Sunday, December 20, 2009

who says?

who says i can't be free?
from all of the things that I used to be
re-write my history
who says i can't be free?

it's been a long night in new york city
it's been a long night in baton rouge
i don't remember you looking any better
then again, i don't remember you



[who says - john mayer]

Friday, December 18, 2009

naughty is the new nice

as i sit here in the library, looking at my blank word document that should contain a nine page essay, i started thinking about my new years resolution. i mean, come on, i am in college. why would i actually pay attention to fucking schoolwork?

while reading my cosmo magazine recently, i was happy to be informed that we should "be bad more often" for a new year's resolution. so, that is most definitely mine. no more giving a fuck about what people think of me. shorter skirts. back to my good ol' potty mouth. no more holding back. because why not? you only live once.
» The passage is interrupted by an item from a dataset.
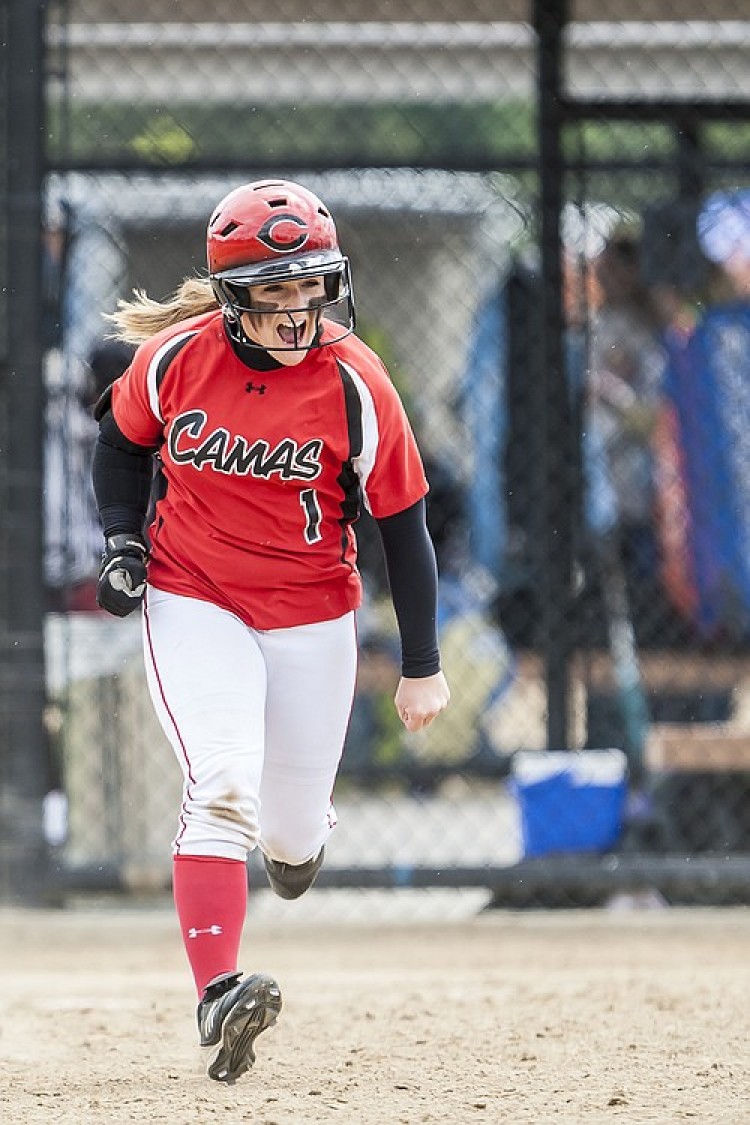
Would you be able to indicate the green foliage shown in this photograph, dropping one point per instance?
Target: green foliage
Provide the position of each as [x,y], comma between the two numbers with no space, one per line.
[449,134]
you know how you see that one girl that's the life of the party and always looks kickass and has a permasmile? well that, folks, will be me. it sort of already is, but i'm going to push the envelope on this one and say that my new years resolution is to be... fabulous.


naughty is the new nice.

Monday, December 14, 2009

pitty me

do you ever think there comes a time when one might be too single? i've officially hit that roadblock. i've been single for a long time. and by long time, i mean the last time i was in a "relationship," kelly clarkson was kicking ass in american idol. i constantly find myself doing everything in my underwear, because why should i bother getting dressed when no one else is around? i read trashy romance novels and eat ice cream from the carton. i have no one to answer to. i can do whatever my pretty little heart desires. i'm a free woman. i should be happy, right?

there is definitely a part of me is ready for and in dire need of a relationship. i want to be able to share myself and give myself completely to another person. i want to be able to snuggle on the couch. lay on a boy's lap while he plays with my hair and plants kisses on my shoulders. engage in acts that would make the devil (and certainly my parents) blush. sometimes i just like the idea of someone being there for me whenever i need it. someone being there to protect me when i need it. someone to show me how much they love me and treat me like the princess i am. i watch movies where the girl acts like the damsel in distress and falls in love with the man who helps her out of her rut. i watch movies where couples curl up together and watch movies after coming in from ice skating in the fucking snow. i watch movies where couples lay there panting roughly after having mind blowing sex because their passion for each other is so intense.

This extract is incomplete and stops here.